5% hike seen in fire, police

The city would see a 5% increase in the cost of its contracts with the Kern County Sheriff’s Department, City Manager Daniel Ortiz-Hernandez told the City Council Tuesday night.

“This amounts to an additional $199,000 to $200,000” per year, Ortiz-Hernandez told the virtual meeting.

Nevertheless, “it would be cost-prohibitive for the city to have its own police force,” Mayor Tilo Cortez said.

While the budget workshop was available online through Zoom, some attendees were unable to use the link provided in the board packet and had to resort to listening without being able to see what was being presented on the screen.

One of the projects discussed by the council was to convert the original farm labor housing to an animal shelter. “Building a new animal shelter could cost the city $1.2 million,” Ortiz-Hernandez said. “The renovation of the current farm labor housing complex could cost half that, $680,000.”

Ortiz-Hernandez said the city can expect to see a reduction in revenue, as residents are shopping less.

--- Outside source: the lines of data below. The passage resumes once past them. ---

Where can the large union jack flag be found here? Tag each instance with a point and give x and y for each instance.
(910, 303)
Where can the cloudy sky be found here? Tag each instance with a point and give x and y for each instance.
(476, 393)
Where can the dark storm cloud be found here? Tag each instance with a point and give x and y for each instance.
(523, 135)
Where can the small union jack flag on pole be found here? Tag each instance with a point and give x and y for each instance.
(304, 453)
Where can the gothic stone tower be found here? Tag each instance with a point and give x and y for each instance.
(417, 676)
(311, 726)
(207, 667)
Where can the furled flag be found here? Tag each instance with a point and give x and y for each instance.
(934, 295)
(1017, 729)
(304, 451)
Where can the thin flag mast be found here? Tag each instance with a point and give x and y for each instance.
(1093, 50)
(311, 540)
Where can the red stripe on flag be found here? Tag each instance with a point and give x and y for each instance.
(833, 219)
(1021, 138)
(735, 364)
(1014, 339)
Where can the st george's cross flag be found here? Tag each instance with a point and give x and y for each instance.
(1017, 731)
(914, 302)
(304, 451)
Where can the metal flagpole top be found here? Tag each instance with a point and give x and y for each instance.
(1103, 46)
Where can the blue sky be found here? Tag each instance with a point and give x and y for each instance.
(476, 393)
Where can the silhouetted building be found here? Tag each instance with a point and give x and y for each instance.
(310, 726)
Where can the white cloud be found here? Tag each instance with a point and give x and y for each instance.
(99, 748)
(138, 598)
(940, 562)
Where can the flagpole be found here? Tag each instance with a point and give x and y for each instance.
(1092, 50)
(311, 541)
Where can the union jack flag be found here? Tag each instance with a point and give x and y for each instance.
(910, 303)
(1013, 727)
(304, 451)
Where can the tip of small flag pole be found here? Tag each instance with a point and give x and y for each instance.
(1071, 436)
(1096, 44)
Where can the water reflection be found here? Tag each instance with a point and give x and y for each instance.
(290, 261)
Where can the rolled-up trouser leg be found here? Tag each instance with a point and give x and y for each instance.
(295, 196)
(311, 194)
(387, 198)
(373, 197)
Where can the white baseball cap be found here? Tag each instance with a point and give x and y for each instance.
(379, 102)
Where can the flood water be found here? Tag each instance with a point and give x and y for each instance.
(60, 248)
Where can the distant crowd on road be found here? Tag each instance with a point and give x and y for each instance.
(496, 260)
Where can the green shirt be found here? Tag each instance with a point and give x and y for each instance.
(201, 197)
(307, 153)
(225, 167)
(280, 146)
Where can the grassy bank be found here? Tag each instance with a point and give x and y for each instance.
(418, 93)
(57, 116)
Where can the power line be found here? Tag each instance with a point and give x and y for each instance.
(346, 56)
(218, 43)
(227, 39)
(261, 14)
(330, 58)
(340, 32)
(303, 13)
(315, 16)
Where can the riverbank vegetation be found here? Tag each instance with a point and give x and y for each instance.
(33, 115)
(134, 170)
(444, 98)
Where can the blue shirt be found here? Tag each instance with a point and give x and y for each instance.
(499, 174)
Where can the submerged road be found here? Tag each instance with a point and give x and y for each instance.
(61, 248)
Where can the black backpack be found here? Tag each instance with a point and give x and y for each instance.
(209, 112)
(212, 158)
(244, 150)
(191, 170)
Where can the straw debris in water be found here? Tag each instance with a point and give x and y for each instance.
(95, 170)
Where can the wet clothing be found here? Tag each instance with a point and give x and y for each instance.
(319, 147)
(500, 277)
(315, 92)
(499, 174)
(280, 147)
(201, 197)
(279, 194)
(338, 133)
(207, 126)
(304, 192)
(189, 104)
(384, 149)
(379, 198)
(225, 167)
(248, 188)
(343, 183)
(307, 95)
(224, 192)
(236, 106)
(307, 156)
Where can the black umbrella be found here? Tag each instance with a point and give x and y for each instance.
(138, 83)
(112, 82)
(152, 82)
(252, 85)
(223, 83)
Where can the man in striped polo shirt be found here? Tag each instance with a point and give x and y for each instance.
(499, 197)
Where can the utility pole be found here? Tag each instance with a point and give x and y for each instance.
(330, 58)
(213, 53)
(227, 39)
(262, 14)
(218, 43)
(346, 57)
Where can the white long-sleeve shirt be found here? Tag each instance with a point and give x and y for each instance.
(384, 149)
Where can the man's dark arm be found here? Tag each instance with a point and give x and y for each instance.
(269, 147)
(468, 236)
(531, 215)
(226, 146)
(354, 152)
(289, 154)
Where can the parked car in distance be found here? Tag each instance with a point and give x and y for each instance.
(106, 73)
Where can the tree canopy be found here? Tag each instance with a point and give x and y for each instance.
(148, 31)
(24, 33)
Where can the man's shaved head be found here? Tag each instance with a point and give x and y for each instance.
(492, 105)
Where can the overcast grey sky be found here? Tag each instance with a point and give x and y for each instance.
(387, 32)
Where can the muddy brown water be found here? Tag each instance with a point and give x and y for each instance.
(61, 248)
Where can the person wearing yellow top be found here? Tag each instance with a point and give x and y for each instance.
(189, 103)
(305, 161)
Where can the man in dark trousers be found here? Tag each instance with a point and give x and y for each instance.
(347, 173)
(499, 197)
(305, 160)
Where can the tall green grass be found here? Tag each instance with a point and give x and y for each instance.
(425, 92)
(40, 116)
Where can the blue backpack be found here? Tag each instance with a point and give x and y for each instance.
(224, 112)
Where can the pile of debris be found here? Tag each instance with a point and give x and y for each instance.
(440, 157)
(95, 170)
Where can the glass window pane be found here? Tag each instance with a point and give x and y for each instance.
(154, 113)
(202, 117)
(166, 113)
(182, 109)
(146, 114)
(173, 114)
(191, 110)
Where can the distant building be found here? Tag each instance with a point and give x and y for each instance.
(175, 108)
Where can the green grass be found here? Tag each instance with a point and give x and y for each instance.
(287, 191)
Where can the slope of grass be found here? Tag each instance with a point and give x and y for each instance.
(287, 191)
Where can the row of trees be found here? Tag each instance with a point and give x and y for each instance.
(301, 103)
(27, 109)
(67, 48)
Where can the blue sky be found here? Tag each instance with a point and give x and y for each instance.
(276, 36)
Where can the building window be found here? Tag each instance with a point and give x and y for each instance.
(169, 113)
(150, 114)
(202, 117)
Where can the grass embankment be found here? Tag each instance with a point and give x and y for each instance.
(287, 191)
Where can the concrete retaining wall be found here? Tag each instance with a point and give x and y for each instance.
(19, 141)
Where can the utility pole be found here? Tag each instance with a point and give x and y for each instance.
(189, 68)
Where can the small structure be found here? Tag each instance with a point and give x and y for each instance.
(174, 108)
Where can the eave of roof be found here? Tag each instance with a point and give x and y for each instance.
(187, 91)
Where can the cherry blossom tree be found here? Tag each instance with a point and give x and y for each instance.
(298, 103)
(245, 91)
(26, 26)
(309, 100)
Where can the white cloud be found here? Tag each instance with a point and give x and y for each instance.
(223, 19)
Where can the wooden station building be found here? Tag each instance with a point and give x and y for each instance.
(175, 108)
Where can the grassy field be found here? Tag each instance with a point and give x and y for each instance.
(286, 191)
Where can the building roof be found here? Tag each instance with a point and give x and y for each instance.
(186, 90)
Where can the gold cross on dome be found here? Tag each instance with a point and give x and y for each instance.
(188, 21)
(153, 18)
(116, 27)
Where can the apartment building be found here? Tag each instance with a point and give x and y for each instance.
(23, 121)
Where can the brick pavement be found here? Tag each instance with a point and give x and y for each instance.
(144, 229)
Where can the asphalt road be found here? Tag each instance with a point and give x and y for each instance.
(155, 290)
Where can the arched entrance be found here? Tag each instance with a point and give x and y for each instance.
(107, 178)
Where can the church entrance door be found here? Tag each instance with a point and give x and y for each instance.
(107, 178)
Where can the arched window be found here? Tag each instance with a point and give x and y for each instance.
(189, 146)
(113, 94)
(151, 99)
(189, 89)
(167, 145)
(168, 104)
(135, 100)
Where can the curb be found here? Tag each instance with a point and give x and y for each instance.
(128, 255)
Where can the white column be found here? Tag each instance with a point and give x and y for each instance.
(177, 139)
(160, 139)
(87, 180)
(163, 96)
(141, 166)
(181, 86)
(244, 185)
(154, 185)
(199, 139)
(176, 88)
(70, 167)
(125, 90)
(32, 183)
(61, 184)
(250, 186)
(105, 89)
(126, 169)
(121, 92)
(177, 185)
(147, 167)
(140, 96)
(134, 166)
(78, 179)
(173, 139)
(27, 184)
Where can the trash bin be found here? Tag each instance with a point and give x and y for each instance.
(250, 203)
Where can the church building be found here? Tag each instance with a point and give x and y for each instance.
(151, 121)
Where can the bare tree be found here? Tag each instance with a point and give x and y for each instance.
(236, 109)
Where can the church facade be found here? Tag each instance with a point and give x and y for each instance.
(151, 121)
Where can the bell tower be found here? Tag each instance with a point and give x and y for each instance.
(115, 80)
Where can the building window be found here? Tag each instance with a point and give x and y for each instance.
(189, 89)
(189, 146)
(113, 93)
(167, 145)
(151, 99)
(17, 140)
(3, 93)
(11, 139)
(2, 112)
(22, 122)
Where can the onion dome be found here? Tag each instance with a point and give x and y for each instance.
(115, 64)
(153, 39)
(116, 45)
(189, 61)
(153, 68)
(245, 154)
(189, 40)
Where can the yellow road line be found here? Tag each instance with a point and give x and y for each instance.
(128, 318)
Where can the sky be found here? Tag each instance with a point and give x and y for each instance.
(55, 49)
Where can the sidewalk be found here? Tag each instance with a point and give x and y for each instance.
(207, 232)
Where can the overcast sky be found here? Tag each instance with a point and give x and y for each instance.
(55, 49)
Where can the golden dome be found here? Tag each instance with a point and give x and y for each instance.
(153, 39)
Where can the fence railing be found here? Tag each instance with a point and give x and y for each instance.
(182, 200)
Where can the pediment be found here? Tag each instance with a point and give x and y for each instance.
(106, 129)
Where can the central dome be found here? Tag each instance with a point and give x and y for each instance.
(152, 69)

He said the city’s revenue is based on sales tax, use tax and fees charged for city services.

“Revenues have decreased due to the COVID-19 pandemic,” Ortiz-Hernandez said.

“Property tax revenues have remained stationary,” Cortez said in a followup conversation Wednesday morning. “We haven’t seen a major increase in property taxes. It’s remained flat.”

The council went line item by line item while reviewing the proposed budget.

They approved applying for another three-year COPS grant, which would enable the city to hire more deputies. “The grant would pay for the first $125,000 for a new officer, “ Cortez said. “The city would have to come up with an additional $40,000, and those funds would come out of Measure X funds.”

The City Council decided to continue their budget workshop on Wednesday, June 3, at 5 p.m. – again, virtually.